Historischer Moment: Als erster offizieller Vertreter der Prager Regierung spricht der tschechische Kulturminister Daniel Herman beim Sudetendeutschen Tag. (Foto: Wolfram Göll)
Sudetendeutscher Tag

Historische Stunde in Nürnberg

Mit dem tschechischen Kulturminister Daniel Herman hat erstmals überhaupt ein Vertreter der Prager Regierung auf einem Sudetendeutschen Tag gesprochen. Er verurteilte das "menschenverachtende Verbrechen" der Vertreibung. Bayerns Ministerpräsident Horst Seehofer und der Sprecher der Sudetendeutschen Volksgruppe, Bernd Posselt, würdigten Hermans Rede als "historisches Ereignis".

„Wenn man ein friedliches Zusammenleben der Vöker will, gibt es zum Dialog keine Alternative“, betonte der bayerische Ministerpräsident Horst Seehofer. Die europäische Integration sei die genialste Idee der Nachkriegsgeschichte, erklärte Seehofer vor mehreren tausend Zuhörern auf dem Sudetendeutschen Tag in der Nürnberger Frankenhalle.

Europa sei über viele Jahrzehnte auch eine Erfolgsgeschichte gewesen, so der Ministerpräsident: Frieden, Freiheit und Aussöhnung kündeten davon. Man dürfe aber auch nicht übersehen, dass Europa im Ansehen der Bevölkerung eine große Vertrauenskrise durchlaufe, so Seehofer. „Es ist niemandem gedient, wenn man versucht, Kritik aus der Bevölkerung zu verschweigen, zu ignorieren oder den moralischen Ziegefinder zu erheben.
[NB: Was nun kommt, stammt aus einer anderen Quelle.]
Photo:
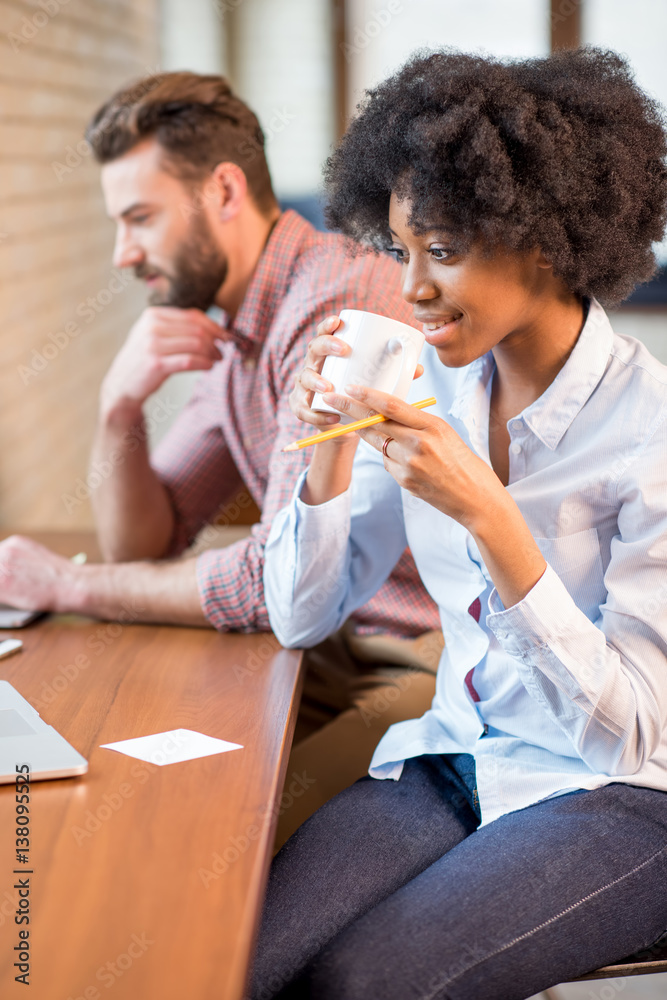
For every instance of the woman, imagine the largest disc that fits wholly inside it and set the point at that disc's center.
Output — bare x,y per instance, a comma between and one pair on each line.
519,835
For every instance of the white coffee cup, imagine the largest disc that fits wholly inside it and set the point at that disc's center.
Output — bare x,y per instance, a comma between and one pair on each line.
384,356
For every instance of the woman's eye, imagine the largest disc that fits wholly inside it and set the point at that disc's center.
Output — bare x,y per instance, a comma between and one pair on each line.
400,255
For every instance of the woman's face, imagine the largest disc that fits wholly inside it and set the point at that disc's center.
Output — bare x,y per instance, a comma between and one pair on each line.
466,302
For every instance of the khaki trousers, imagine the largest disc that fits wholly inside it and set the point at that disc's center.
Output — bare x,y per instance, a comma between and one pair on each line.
355,688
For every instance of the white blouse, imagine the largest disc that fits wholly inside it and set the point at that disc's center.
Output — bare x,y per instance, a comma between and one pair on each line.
572,680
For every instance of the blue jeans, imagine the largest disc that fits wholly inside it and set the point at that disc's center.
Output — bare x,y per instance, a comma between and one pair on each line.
391,892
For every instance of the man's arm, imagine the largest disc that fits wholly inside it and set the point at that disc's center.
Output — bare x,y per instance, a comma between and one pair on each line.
31,576
133,510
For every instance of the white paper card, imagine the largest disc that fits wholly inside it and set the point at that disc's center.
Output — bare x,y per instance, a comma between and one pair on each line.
173,747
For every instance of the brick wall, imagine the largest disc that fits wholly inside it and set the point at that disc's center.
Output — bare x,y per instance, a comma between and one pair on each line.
63,310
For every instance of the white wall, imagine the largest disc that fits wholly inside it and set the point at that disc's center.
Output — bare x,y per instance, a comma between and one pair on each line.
639,31
283,68
382,34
Das verstärkt das Misstrauen der Bevölkerung noch.“

Integration als entscheidende Zukunftsfrage

Seehofer warnte, ohne gelingende Integration werde man die Zustimmung der Bevölkerung verlieren und die Sicherheitsprobleme nicht lösen. „Die, die zu uns kommen, müssen versuchen, ihren eigenen Lebensunterhalt zu verdienen, sich an Recht und Ordnung halten – und zwar nicht an religiöses Recht, sondern an unser deutsches Recht – und sie müssen mit uns Deutschen leben wollen“, so der Ministerpräsident.
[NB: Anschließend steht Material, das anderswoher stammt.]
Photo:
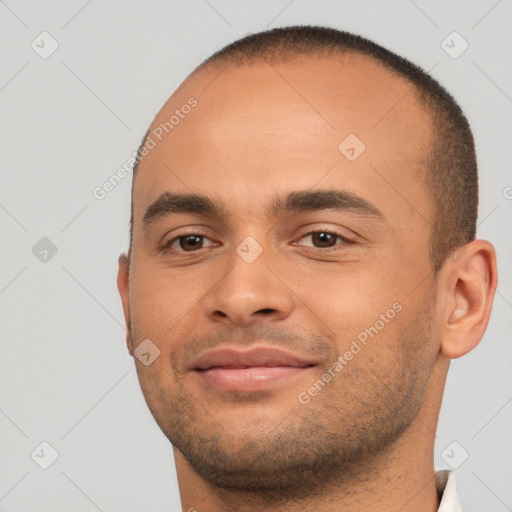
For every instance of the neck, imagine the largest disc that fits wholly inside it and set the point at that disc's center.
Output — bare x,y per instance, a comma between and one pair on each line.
402,477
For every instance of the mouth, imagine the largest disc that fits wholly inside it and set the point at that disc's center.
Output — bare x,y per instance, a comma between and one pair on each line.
257,369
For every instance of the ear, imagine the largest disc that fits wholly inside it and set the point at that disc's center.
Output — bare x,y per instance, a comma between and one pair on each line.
469,283
123,275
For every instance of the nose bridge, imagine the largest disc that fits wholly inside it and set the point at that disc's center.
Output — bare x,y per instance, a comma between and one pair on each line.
249,289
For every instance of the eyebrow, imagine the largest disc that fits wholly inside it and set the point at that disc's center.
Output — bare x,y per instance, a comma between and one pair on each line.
299,201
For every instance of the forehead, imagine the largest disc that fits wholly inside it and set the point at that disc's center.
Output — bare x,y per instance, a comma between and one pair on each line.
275,127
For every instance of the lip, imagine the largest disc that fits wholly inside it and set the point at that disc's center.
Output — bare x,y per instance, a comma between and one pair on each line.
255,369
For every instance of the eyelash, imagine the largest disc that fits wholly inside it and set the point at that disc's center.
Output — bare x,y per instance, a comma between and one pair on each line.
199,233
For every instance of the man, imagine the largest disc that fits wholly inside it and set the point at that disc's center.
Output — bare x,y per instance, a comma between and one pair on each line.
302,268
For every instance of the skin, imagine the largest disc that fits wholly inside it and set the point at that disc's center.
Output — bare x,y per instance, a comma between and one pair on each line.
365,442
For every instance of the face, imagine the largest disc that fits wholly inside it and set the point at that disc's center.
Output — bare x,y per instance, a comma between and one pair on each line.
293,304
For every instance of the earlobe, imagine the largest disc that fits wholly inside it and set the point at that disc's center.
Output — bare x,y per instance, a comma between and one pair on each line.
470,284
123,275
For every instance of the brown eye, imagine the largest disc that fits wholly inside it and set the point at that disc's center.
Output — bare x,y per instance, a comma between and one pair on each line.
191,242
323,239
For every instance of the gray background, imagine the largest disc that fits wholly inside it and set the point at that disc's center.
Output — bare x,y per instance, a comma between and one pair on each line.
70,120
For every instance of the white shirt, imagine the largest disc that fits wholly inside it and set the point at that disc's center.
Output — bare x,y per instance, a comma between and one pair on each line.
445,483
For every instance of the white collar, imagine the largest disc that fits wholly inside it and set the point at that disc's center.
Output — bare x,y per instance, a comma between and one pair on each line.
445,483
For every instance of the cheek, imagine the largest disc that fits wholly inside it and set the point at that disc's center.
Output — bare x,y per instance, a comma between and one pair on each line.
158,303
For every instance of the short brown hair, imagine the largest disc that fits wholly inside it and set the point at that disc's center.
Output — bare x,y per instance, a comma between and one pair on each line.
451,177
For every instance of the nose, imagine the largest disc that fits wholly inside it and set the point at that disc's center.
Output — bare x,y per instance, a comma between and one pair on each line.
249,293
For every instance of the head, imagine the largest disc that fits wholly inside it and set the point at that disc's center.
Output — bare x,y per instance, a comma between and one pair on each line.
317,193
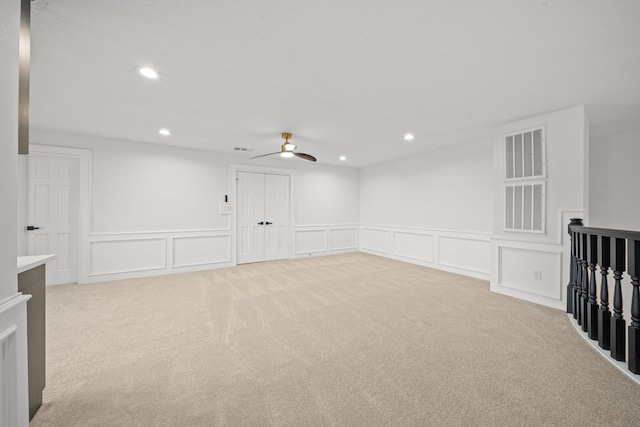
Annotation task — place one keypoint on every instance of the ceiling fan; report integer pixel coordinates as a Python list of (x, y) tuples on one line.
[(287, 150)]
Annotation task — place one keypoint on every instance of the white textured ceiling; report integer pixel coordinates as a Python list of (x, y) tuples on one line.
[(345, 77)]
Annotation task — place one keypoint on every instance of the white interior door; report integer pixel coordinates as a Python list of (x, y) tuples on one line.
[(263, 217), (250, 240), (276, 213), (52, 206)]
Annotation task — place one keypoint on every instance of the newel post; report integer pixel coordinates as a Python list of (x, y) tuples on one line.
[(572, 286), (604, 315), (633, 252)]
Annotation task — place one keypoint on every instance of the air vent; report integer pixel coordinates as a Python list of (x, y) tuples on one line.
[(524, 207), (524, 155)]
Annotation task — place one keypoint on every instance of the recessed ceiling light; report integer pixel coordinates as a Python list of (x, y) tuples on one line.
[(148, 73)]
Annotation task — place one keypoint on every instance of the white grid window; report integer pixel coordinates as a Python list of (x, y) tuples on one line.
[(524, 190)]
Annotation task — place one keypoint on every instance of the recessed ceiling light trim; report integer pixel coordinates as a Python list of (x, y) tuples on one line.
[(148, 73)]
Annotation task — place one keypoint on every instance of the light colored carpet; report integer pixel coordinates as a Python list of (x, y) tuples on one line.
[(347, 340)]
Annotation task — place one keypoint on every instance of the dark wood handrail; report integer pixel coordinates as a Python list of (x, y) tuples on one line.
[(618, 250)]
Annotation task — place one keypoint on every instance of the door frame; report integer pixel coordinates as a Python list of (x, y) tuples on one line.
[(233, 190), (83, 156)]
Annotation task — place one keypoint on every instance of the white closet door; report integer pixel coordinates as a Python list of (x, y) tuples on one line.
[(250, 238), (263, 217)]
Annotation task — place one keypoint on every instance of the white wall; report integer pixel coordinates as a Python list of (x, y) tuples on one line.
[(156, 209), (434, 209), (9, 30), (517, 255), (13, 342), (614, 180)]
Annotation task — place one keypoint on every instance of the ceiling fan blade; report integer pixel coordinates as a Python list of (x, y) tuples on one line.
[(306, 156), (263, 155)]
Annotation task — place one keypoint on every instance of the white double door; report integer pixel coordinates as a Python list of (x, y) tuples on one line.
[(263, 217)]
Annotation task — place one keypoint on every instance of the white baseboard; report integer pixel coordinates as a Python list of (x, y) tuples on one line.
[(14, 388)]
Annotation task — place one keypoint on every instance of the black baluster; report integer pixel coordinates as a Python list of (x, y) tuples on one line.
[(578, 285), (618, 324), (572, 269), (604, 315), (592, 306), (572, 262), (633, 253), (585, 284)]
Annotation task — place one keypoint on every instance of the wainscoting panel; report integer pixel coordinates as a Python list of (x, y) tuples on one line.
[(465, 253), (127, 255), (416, 246), (529, 271), (310, 241), (324, 239), (376, 240), (200, 250), (115, 256), (343, 239), (535, 272), (459, 252)]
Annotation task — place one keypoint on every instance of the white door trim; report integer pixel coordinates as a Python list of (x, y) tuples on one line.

Kein Land der Erde könne auf Dauer mehr als eine Million Flüchtlinge pro Jahr aufnehmen. Auch Deutschland werde das nicht schaffen. „Bei der Bekämpfung der Fluchtursachen hat die EU-Kommission kläglich versagt“, so Seehofer. Dies wäre wichtiger gewesen als neue EU-Normen für Staubsauger aufzustellen. Die USA nähmen nur 10.000 Flüchtlinge pro Jahr auf, klagte der Ministerpräsident – „das war in Bayern ein Tageskontingent im letzten Herbst“. Das ärgere ihn, weil gerade die USA an vielen der Fluchtursachen stark beteiligt seien, sagte Seehofer unter dem heftigen Beifall der Sudetendeutschen.
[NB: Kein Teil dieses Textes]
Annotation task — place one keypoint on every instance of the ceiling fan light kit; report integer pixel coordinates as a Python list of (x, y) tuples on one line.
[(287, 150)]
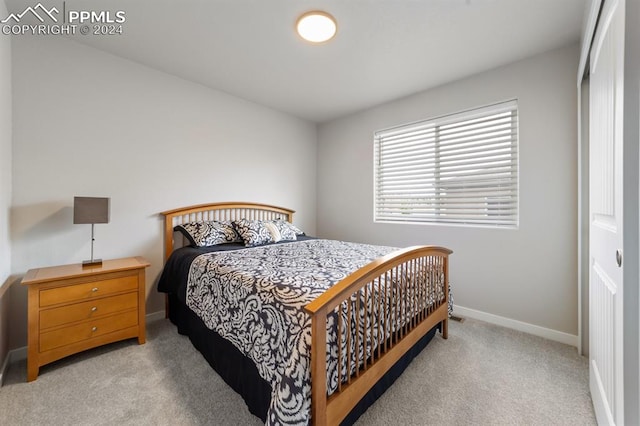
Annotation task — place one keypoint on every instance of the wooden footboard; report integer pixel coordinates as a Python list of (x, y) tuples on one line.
[(386, 306)]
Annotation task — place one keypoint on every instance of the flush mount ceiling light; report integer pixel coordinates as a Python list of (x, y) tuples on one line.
[(316, 26)]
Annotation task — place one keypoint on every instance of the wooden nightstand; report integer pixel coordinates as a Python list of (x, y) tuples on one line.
[(73, 308)]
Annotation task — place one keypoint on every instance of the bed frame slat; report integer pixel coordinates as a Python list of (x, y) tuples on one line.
[(399, 292)]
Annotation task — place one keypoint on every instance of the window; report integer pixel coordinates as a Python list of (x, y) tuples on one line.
[(456, 169)]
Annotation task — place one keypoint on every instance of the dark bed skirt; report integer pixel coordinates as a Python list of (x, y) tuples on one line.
[(241, 374)]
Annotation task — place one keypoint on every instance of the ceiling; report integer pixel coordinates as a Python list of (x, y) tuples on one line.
[(384, 49)]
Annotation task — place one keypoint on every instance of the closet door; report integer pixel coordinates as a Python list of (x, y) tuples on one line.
[(605, 215)]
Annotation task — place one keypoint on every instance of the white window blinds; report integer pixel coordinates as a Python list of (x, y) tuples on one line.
[(457, 169)]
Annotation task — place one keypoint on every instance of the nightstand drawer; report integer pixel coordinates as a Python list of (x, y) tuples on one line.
[(86, 310), (90, 290), (87, 330)]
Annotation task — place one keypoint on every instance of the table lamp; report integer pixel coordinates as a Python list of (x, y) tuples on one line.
[(91, 210)]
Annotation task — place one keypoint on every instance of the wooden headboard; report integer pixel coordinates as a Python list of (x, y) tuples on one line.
[(218, 211)]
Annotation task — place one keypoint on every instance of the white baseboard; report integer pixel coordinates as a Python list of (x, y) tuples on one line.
[(547, 333), (20, 354)]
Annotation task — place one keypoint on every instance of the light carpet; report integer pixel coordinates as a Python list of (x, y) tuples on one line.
[(482, 375)]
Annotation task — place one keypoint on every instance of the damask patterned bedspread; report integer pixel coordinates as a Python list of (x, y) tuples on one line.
[(255, 298)]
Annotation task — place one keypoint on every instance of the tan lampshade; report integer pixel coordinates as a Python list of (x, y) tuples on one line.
[(90, 210)]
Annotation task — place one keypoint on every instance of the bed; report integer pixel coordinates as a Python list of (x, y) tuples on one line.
[(305, 330)]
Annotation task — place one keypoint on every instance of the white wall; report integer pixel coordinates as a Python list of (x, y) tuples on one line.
[(529, 274), (91, 124), (5, 185)]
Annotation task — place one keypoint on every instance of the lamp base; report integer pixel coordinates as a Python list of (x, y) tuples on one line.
[(92, 262)]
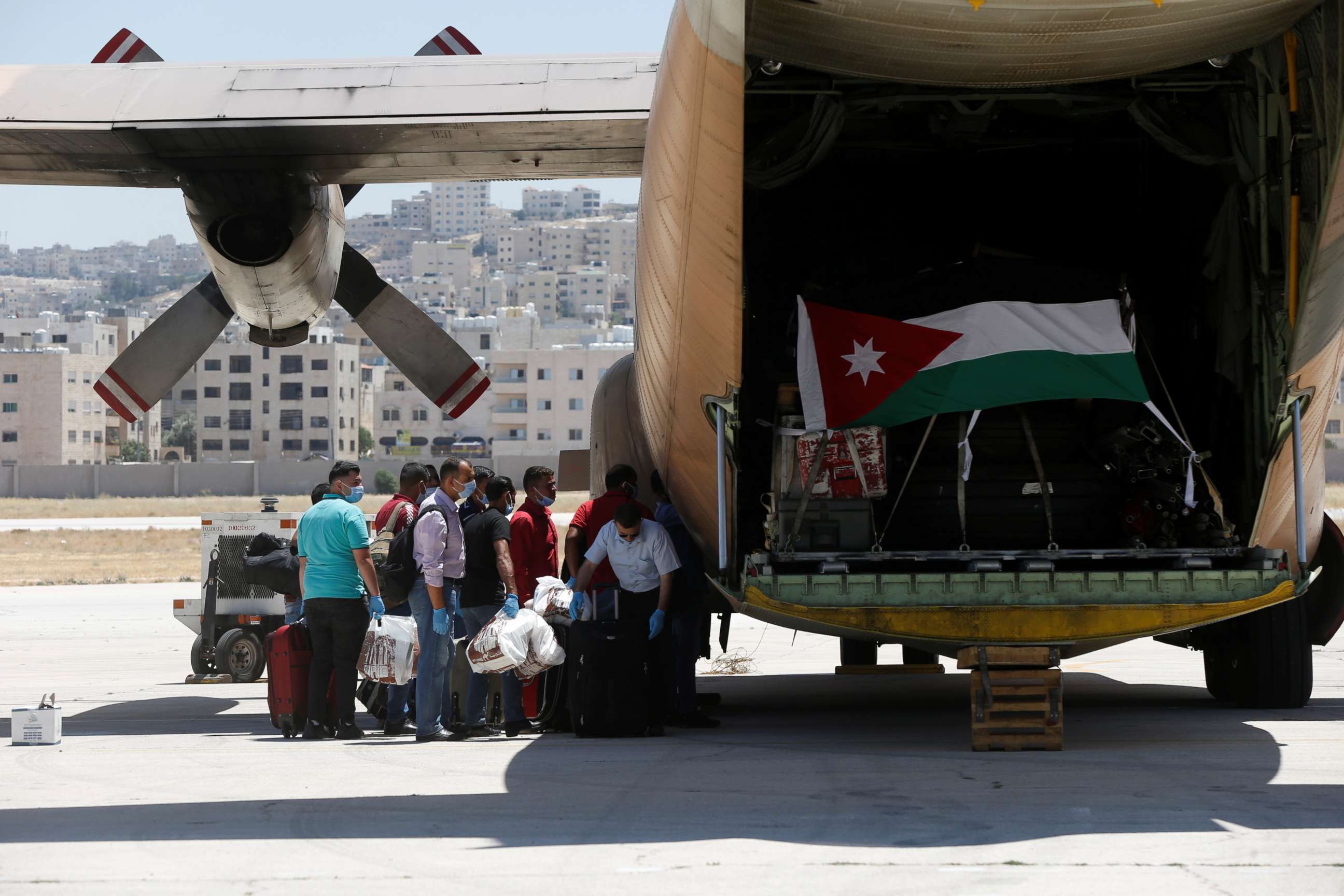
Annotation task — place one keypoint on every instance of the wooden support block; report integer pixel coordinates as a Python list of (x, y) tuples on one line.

Dank an Balkanstaaten und Österreich

Dass derzeit nur noch einige hundert Flüchtlinge am Tag kämen, verdanke man den Balkanstaaten bis hin nach Österreich, die die Grenzen dicht gemacht hätten, so der Ministerpräsident. Eine Lösung erreiche die EU gewiss nicht, indem man sich von der Türkei abhängig mache. Die Grenze dahin, dass man sich von der Türkei und der Willkür von Präsident Erdogan abhängig mache, dürfe bei allen nötigen Verhandlungen nicht überschritten werden, betonte Seehofer.

Ziel müsse sein, dass direkt an den Außengrenzen der EU Beamte und Richter schnell und rechtsstaatlich über Asylansprüche entscheiden. Dann müsse in gerechter Weise in der EU verteilt werden. „Das ist menschlicher, als die Flüchtlinge in ganz Europa hin- und herzufahren, ellenlange Verfahren durchzuführen und die Menschen am Ende wieder zurückzuschicken. Das ist unmenschlich“, sagte der Ministerpräsident.

Staat hat Pflicht, Einreisen zu kontrollieren

Der Staat habe die Pflicht, die Übersicht zu behalten, wer sich im Land aufhalte. Da die EU das an den Außengrenzen nicht gewährleiste, müssten derzeit die Binnengrenzen kontrolliert werden. Das hätten mittlerweile auch die Bundesregierung und die EU-Kommission verstanden. Er habe kein Interesse daran, dass die Binnengrenzen auf Dauer geschlossen würden, betonte Seehofer. Sondern das Ziel sei immer, dass die Außengrenzen kontrolliert werden.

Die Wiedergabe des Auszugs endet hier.